Having said all that,
I do find I drop about 10 FPS running WoW under wine, compared to under WinXP
so, if you're on the fringe of acceptable FPS, you may want to stick with WinXP for performance reasons

----------


## Scatterbrain

That's exactly the guide I followed. For opengl to work I had to disable said effects (they're really minor things, but I think it's worth rebooting to xp to have them), I googled to no end and couldn't find solution for the crashes.  ::?: 

With cedega the game was just unplayable with all the slowness, good thing I didn't pay for it.

----------


## Serkat

Windows XP. I skip Vista, then go for Windows 7.
I was on Linux for a couple of months, but after all it wasn't really worth it for me. And with my new rig I'll certainly stay with XP for best gaming compatibility and widest array of "stuff".

----------


## ninja9578

Good luck getting Windows 7 before you die.  It'll either take forever to get out and suffer software rot, or they'll rush to get it out and release an unfinished product like Vista.

----------


## Identity X

Ubuntu updated itself today and required a restart.

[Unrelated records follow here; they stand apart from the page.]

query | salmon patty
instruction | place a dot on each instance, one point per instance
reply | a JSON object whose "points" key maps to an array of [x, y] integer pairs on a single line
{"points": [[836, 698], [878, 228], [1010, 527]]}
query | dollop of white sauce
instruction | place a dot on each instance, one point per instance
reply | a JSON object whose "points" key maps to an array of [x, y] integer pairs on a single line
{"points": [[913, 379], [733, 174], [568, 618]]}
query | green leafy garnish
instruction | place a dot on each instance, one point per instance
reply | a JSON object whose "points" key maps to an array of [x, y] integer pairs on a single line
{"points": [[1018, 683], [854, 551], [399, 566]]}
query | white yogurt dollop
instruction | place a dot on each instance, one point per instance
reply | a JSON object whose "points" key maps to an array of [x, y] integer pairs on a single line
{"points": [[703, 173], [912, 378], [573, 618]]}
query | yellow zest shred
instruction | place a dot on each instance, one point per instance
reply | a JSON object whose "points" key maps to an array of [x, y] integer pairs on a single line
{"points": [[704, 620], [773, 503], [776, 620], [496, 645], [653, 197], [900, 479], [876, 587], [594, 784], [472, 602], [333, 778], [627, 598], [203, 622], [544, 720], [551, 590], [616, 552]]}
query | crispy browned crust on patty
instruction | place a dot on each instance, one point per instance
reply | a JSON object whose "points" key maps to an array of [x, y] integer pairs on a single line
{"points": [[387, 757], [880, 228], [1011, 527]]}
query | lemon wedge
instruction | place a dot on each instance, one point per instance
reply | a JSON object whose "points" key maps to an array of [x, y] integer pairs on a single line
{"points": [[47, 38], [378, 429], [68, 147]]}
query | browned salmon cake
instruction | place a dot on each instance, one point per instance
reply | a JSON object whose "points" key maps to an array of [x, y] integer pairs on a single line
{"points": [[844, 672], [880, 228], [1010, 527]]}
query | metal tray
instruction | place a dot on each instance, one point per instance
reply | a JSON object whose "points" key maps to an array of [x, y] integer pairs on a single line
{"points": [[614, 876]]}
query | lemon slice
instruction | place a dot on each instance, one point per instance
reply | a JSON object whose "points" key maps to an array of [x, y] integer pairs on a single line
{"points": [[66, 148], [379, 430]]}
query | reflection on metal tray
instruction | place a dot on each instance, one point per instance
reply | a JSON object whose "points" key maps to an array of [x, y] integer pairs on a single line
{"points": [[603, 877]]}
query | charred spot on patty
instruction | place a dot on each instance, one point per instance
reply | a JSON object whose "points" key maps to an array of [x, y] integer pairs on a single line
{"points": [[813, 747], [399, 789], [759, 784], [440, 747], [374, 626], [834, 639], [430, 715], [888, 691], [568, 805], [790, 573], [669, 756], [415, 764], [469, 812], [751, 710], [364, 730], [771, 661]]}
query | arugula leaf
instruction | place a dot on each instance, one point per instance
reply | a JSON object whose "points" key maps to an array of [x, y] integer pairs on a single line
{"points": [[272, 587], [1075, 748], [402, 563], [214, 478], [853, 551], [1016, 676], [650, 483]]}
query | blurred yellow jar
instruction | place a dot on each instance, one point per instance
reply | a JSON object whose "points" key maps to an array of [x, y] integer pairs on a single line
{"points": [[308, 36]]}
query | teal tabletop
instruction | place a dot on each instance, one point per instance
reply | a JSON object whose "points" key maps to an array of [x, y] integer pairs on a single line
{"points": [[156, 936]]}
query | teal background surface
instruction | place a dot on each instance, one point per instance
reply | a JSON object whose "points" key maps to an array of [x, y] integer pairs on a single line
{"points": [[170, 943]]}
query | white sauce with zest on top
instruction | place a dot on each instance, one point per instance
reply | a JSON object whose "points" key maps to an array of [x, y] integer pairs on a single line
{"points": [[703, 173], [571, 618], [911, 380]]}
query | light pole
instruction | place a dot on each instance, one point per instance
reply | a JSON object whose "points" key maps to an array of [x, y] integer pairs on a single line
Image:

Now I don't think it boots.

Wahey!

----------


## Ynot

have you got a problem?

If you can get to Grub,
see if you can roll back to a previous kernel

----------


## dsr

> That's exactly the guide I followed. For opengl to work I had to disable said effects (they're really minor things, but I think it's worth rebooting to xp to have them), I googled to no end and couldn't find solution for the crashes.

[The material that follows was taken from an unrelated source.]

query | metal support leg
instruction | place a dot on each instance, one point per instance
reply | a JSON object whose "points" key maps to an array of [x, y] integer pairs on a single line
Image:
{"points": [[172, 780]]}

Try deleting your Wine registry (enter _rm -rf ~/.wine_ in an xterm), reconfiguring Wine (enter _winecfg_), and reinstalling WoW according to the instructions on AppDB:





> Open a terminal window, (konsole/terminal/x terminal etc..), type regedit and press enter. This will start the Wine equivalent of the windows registry editor. If you are familiar with using the registry editor under windows then this is pretty much the same. Find HKEY_CURRENT_USER\Software\Wine\ Highlight the wine folder in the left hand pane by left clicking on it. The icon should change to an open folder. Click right on the wine folder and select [NEW] then [KEY]. Replace the text "New Key #1" with OpenGL (CaSe Sensitive). Right click in the right hand pane and select [NEW] then [String Value]. Replace "New Value #1" with "DisabledExtensions" (CaSe sensitive). Then double click anywhere on the line, a dialog box will open. In the value field type "GL_ARB_vertex_buffer_object" (without the quotes)._Note: If you are unable to rename the newly created key "New Key #1" to "OpenGL" then expand the left hand pane of the regedit window using the vertical divider bar. You should now be able to change it. A known bug in Wine is causing this unwanted behavior._
>    You should see a significant performance gain.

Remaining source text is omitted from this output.